Students will also learn to critically evaluate media presentation of
science. As for curricular assessment, deWinstanley has already administered
a pretest and will give a post test at the completion of the course to
try to ascertain any gains made by the students. She recognizes that there
is no perfect control group but plans to administer the same tests to
Intro Psych students as a partial control. DeWinstanley shared some of
the results of the pretest.
Michael Loose spoke briefly and said that he has also given a
pretest to determine what level of knowledge his students enter his class
with and to determine to what extent that is improved when they leave.

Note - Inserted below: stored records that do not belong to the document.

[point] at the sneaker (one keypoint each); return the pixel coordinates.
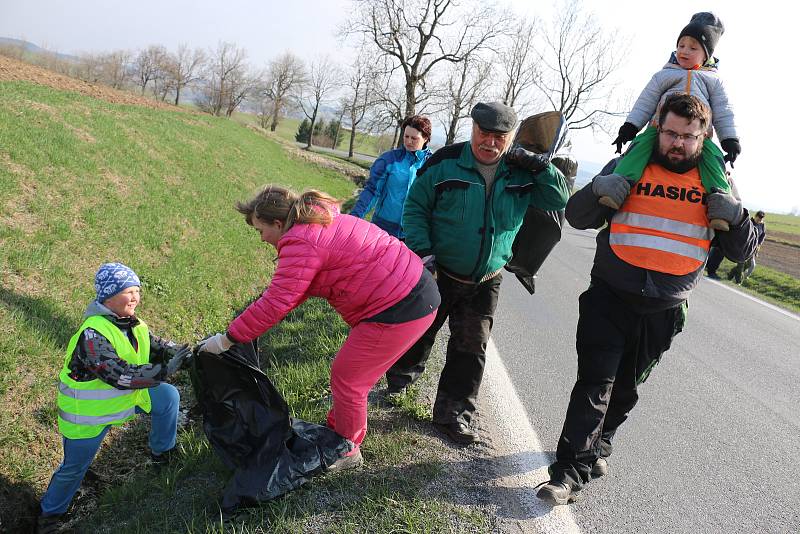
(600, 468)
(557, 493)
(164, 458)
(346, 462)
(458, 432)
(48, 524)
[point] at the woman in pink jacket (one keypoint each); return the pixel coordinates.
(372, 279)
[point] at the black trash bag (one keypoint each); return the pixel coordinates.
(543, 133)
(247, 422)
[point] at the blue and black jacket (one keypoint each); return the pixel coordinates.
(390, 178)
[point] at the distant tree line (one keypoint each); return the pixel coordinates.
(432, 57)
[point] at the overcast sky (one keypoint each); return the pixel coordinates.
(756, 56)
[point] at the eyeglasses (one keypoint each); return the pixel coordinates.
(674, 136)
(497, 136)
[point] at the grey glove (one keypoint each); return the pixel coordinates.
(180, 357)
(613, 186)
(216, 344)
(429, 262)
(722, 205)
(526, 159)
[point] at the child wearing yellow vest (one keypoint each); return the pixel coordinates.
(113, 369)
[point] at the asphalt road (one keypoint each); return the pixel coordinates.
(714, 443)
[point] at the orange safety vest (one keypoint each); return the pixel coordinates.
(662, 225)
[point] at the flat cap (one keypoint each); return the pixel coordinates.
(494, 117)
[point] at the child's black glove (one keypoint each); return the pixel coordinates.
(526, 159)
(626, 134)
(732, 149)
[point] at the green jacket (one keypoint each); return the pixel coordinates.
(448, 213)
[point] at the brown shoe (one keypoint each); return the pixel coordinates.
(346, 462)
(600, 468)
(458, 432)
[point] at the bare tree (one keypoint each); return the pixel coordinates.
(360, 94)
(578, 60)
(183, 68)
(223, 64)
(467, 84)
(323, 78)
(115, 67)
(241, 84)
(417, 35)
(89, 67)
(147, 64)
(284, 74)
(518, 70)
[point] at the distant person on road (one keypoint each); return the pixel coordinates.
(692, 68)
(743, 270)
(715, 254)
(461, 216)
(114, 368)
(649, 257)
(379, 287)
(391, 176)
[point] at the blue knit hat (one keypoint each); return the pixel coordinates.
(112, 278)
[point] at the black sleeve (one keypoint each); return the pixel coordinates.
(583, 209)
(739, 242)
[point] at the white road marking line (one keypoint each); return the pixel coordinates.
(522, 446)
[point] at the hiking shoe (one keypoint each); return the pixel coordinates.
(393, 389)
(557, 493)
(600, 468)
(346, 462)
(48, 524)
(458, 432)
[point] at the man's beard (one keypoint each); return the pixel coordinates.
(679, 167)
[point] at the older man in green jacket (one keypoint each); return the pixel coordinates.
(461, 216)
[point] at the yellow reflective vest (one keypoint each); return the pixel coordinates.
(86, 408)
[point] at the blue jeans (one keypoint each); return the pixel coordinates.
(79, 453)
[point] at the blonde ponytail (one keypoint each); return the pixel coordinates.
(275, 203)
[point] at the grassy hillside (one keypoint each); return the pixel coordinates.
(83, 182)
(364, 144)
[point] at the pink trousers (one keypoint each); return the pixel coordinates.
(367, 353)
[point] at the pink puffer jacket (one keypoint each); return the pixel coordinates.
(357, 267)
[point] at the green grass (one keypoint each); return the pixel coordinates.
(368, 144)
(782, 223)
(769, 284)
(84, 182)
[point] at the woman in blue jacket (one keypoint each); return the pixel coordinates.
(391, 176)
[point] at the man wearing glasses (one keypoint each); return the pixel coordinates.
(649, 256)
(461, 216)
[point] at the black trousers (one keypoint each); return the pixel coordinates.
(715, 257)
(617, 348)
(470, 308)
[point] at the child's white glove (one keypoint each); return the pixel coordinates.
(216, 344)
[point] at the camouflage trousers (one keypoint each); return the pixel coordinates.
(470, 310)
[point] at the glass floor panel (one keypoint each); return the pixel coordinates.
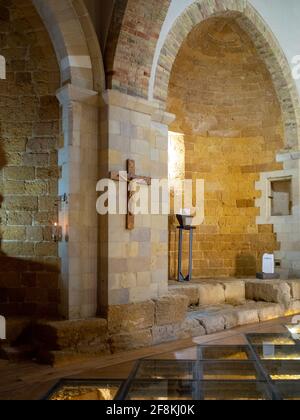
(224, 353)
(170, 390)
(187, 370)
(267, 368)
(271, 352)
(81, 390)
(207, 352)
(275, 339)
(165, 369)
(289, 390)
(282, 370)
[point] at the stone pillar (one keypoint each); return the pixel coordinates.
(78, 158)
(134, 264)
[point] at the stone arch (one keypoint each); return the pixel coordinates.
(267, 46)
(82, 78)
(75, 42)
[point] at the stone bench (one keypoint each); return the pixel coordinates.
(212, 292)
(189, 310)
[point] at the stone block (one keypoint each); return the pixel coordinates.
(170, 309)
(81, 336)
(130, 341)
(267, 312)
(211, 294)
(212, 323)
(165, 333)
(246, 316)
(295, 289)
(230, 318)
(293, 308)
(191, 328)
(191, 292)
(130, 318)
(269, 291)
(235, 292)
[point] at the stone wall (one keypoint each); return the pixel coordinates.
(226, 108)
(29, 132)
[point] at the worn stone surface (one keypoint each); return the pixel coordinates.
(211, 294)
(246, 316)
(29, 172)
(235, 292)
(191, 328)
(129, 318)
(130, 341)
(192, 292)
(87, 336)
(269, 291)
(293, 308)
(267, 312)
(165, 333)
(170, 309)
(295, 289)
(212, 323)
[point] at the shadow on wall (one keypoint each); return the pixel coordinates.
(27, 288)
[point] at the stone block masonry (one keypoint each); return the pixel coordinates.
(134, 264)
(29, 172)
(169, 318)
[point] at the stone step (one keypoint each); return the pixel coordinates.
(225, 317)
(16, 354)
(215, 292)
(16, 329)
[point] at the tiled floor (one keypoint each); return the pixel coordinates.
(265, 367)
(254, 362)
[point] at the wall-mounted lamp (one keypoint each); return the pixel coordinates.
(57, 235)
(62, 199)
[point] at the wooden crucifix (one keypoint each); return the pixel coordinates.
(131, 176)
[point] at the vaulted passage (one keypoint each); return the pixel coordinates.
(230, 119)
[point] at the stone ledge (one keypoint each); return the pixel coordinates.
(127, 318)
(132, 327)
(170, 309)
(269, 291)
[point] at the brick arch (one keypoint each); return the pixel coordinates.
(131, 44)
(75, 42)
(267, 46)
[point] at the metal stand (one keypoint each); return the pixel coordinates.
(181, 277)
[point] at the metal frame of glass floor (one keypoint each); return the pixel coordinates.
(266, 368)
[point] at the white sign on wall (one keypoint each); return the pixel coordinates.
(2, 328)
(2, 67)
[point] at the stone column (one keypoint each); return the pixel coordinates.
(78, 158)
(134, 264)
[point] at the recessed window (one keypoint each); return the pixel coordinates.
(281, 197)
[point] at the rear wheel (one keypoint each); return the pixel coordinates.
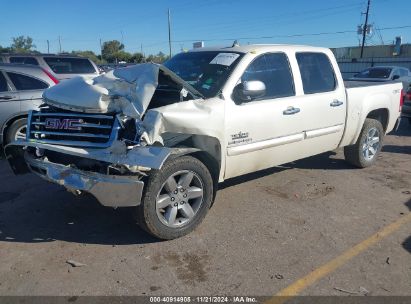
(365, 151)
(176, 198)
(17, 130)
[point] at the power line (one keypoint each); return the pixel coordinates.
(365, 28)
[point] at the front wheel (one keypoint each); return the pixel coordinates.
(365, 151)
(176, 198)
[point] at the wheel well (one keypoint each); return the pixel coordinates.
(7, 125)
(381, 115)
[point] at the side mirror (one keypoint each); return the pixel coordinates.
(249, 90)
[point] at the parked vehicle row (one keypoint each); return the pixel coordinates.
(161, 137)
(21, 90)
(61, 66)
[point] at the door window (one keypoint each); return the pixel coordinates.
(317, 73)
(3, 83)
(274, 70)
(23, 82)
(67, 65)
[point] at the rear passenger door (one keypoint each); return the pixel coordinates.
(267, 131)
(324, 102)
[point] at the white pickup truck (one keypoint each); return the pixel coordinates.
(161, 137)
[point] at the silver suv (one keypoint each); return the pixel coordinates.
(61, 66)
(21, 90)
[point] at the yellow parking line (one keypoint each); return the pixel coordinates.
(299, 285)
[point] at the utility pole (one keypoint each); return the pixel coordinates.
(169, 31)
(101, 51)
(365, 27)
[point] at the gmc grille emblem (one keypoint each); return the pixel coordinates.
(63, 124)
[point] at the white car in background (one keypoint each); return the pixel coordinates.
(61, 66)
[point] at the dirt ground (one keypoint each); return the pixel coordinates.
(265, 231)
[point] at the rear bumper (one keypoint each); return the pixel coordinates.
(109, 190)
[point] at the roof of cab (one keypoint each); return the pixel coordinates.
(262, 48)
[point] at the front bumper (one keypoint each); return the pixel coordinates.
(110, 190)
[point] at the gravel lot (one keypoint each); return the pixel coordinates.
(265, 231)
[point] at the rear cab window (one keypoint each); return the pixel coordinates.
(67, 65)
(24, 60)
(24, 83)
(317, 73)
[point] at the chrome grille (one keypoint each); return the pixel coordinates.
(72, 129)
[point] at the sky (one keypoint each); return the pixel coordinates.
(81, 24)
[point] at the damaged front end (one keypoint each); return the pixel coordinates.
(89, 135)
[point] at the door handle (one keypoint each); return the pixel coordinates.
(291, 111)
(336, 103)
(6, 97)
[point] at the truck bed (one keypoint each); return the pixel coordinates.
(356, 84)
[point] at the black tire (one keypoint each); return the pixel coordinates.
(354, 153)
(13, 128)
(147, 214)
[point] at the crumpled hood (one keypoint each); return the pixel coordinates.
(127, 90)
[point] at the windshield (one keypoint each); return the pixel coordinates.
(381, 73)
(205, 71)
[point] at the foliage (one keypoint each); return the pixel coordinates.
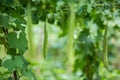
(88, 20)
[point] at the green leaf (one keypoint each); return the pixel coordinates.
(13, 64)
(18, 61)
(45, 46)
(17, 43)
(29, 74)
(0, 62)
(4, 20)
(9, 64)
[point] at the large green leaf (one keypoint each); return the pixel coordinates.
(4, 20)
(17, 43)
(13, 63)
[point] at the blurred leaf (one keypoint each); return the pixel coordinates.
(13, 41)
(4, 20)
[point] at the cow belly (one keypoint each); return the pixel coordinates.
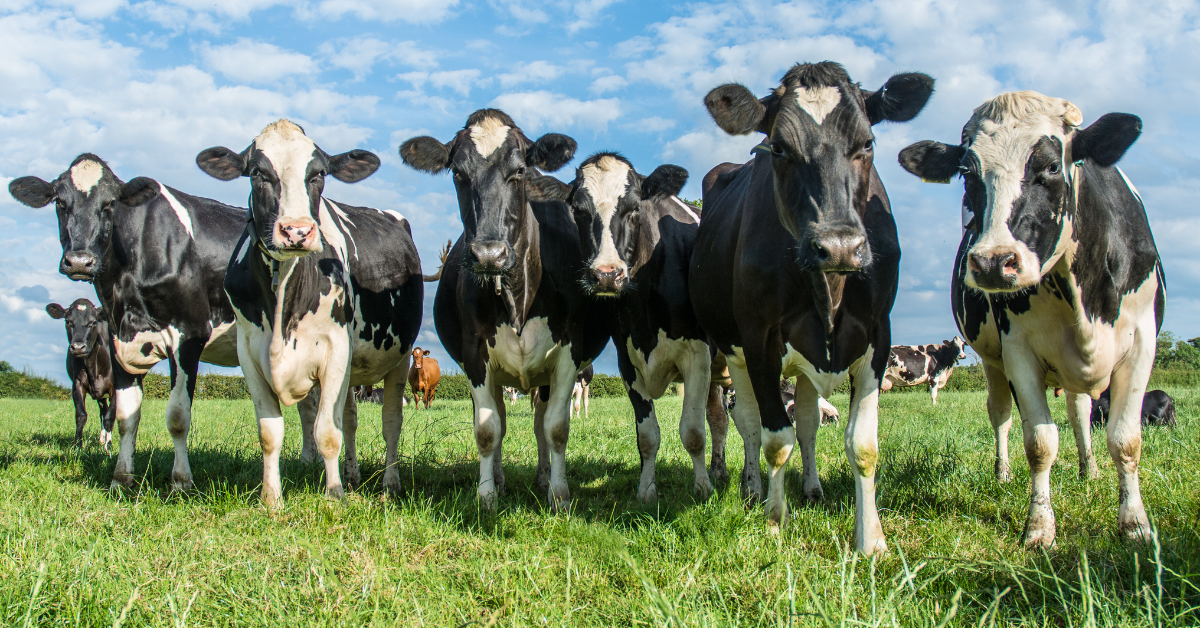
(147, 348)
(665, 364)
(222, 346)
(527, 359)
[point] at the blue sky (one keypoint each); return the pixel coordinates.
(147, 85)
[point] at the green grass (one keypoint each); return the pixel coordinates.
(71, 554)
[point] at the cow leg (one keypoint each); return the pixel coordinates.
(538, 399)
(719, 428)
(1000, 413)
(745, 418)
(1128, 389)
(185, 365)
(691, 422)
(648, 438)
(351, 474)
(129, 416)
(489, 436)
(1079, 412)
(393, 423)
(307, 410)
(862, 442)
(808, 420)
(81, 401)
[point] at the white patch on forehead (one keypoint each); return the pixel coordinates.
(817, 102)
(87, 174)
(489, 135)
(180, 210)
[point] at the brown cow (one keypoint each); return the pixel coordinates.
(424, 377)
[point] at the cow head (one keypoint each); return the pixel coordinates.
(492, 162)
(821, 149)
(287, 173)
(83, 321)
(419, 357)
(1018, 160)
(607, 197)
(83, 198)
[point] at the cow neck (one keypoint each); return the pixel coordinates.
(519, 288)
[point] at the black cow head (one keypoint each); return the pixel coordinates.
(83, 198)
(287, 175)
(84, 324)
(821, 150)
(1019, 159)
(607, 197)
(492, 163)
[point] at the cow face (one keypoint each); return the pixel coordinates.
(83, 322)
(83, 199)
(606, 197)
(1019, 159)
(820, 147)
(491, 161)
(287, 173)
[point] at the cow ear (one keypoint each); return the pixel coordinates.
(1107, 141)
(138, 191)
(545, 189)
(735, 108)
(900, 99)
(221, 163)
(933, 161)
(665, 180)
(353, 166)
(551, 151)
(425, 154)
(31, 191)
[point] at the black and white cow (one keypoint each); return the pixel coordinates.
(1057, 282)
(325, 294)
(918, 364)
(156, 257)
(89, 364)
(795, 270)
(637, 239)
(510, 309)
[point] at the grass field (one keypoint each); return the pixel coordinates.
(71, 554)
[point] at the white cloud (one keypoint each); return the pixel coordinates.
(255, 61)
(537, 111)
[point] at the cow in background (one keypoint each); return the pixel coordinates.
(1057, 283)
(918, 364)
(325, 294)
(89, 364)
(424, 376)
(581, 392)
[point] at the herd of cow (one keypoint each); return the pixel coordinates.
(790, 271)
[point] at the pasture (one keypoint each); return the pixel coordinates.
(72, 554)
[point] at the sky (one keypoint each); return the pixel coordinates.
(149, 84)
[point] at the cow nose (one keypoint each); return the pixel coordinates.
(490, 255)
(996, 269)
(609, 279)
(840, 251)
(78, 263)
(295, 234)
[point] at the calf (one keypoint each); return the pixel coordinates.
(637, 238)
(918, 364)
(89, 364)
(325, 294)
(1157, 408)
(795, 270)
(424, 376)
(1057, 282)
(509, 307)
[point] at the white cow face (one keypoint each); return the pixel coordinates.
(287, 173)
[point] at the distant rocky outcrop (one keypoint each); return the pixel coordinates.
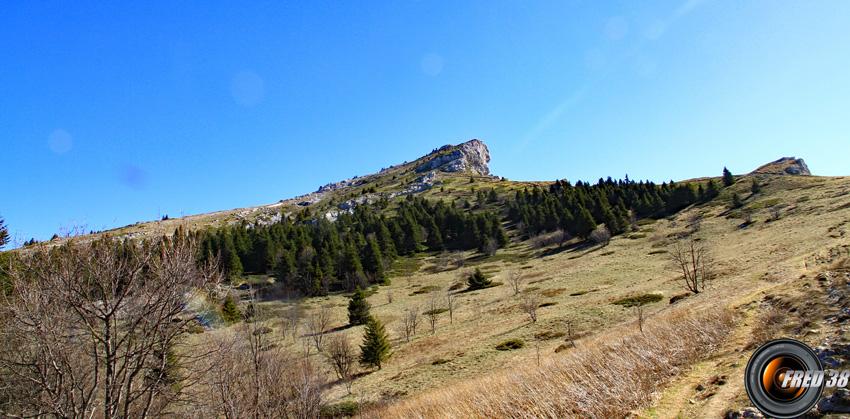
(471, 156)
(784, 166)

The group of faculty talked about assessment and what could be done in
the future to help with assessment. Some mentioned that some of the broader
goals faculty might have, such as enhancing critical thinking skills,
are more difficult to assess than particular content knowledge. Some felt
that it would be helpful to hire a professional to spend time on the campus
and develop a series of models that could work in various classes. Others
were less confident that this would work. It was suggested that we look
at the resources of places like Ohio State to see if they might have something
to offer. It was suggested that it might be useful to have a consultant
in to Oberlin during winter term or summer when faculty are developing
their courses. It was also suggested that we should look more closely
at our on-campus resources and that perhaps we could offer a summer stipend
to someone on-campus who could act as a consultant.